Required Use of Face Coverings
On June 18, CDPH issued Guidance on the Use of Face Coverings, which broadly requires the use of face coverings for both members of the public and workers in all public and workplace settings where there is a high risk of exposure. People in California must wear face coverings when they are engaged in work, whether at the workplace or performing work off-site, when:
Interacting in-person with any member of the public;
Working in any space visited by members of the public, regardless of whether anyone from the public is present at the time;
Working in any space where food is prepared or packaged for sale or distribution to others;
Working in or walking through common areas, such as hallways, stairways, elevators, and parking facilities;
In any room or enclosed area where other people (except for members of the person’s own household or residence) are present when unable to physically distance; or,
Driving or operating any public transportation or paratransit vehicle, taxi, or private car service or ride-sharing vehicle when passengers are present.
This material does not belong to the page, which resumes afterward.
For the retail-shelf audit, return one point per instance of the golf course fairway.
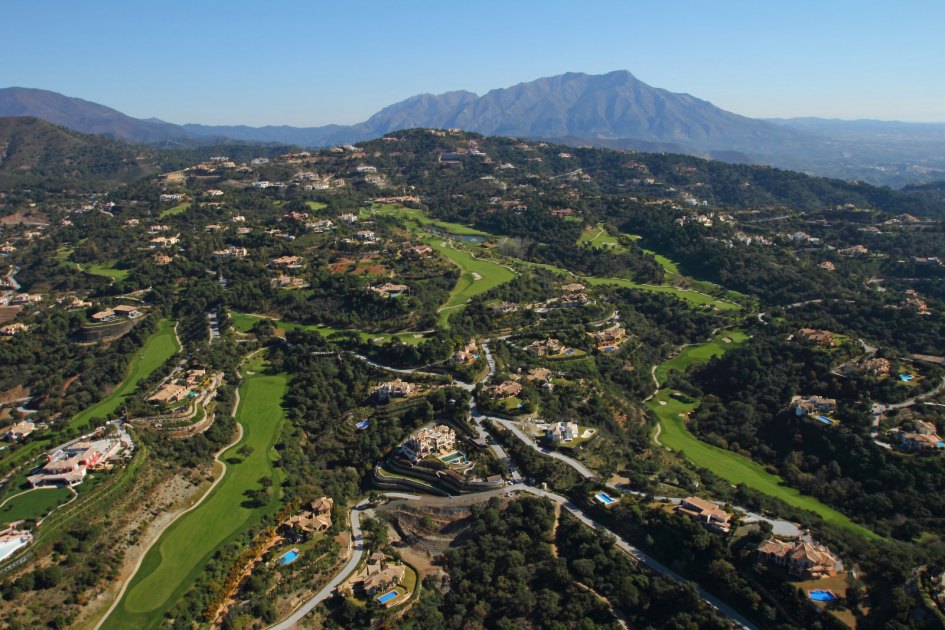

When no passengers are present, face coverings are strongly recommended. Complete details, including all requirements and exemptions to these rules, can be found in the guidance. Face coverings are strongly encouraged in other circumstances, and employers can implement additional face covering requirements in fulfilling their obligation to provide workers with a safe and healthful workplace. Employers must provide face coverings to workers or reimburse workers for the reasonable cost of obtaining them. Employers should develop an accommodation policy for any worker who meets one of the exemptions from wearing a face covering. If a worker who would otherwise be required to wear a face covering because of frequent contact with others cannot wear one due to a medical condition, they should be provided with a non-restrictive alternative, such as a face shield with a drape attached to the bottom edge, if feasible, and if the medical condition permits it. Businesses that are open to the public should be cognizant of the exemptions to wearing face coverings in the CDPH Face Covering Guidance and may not exclude 3 any member of the public for not wearing a face covering if that person is complying with the guidance. Businesses will need to develop policies for handling these exemptions among customers, clients, visitors, and workers.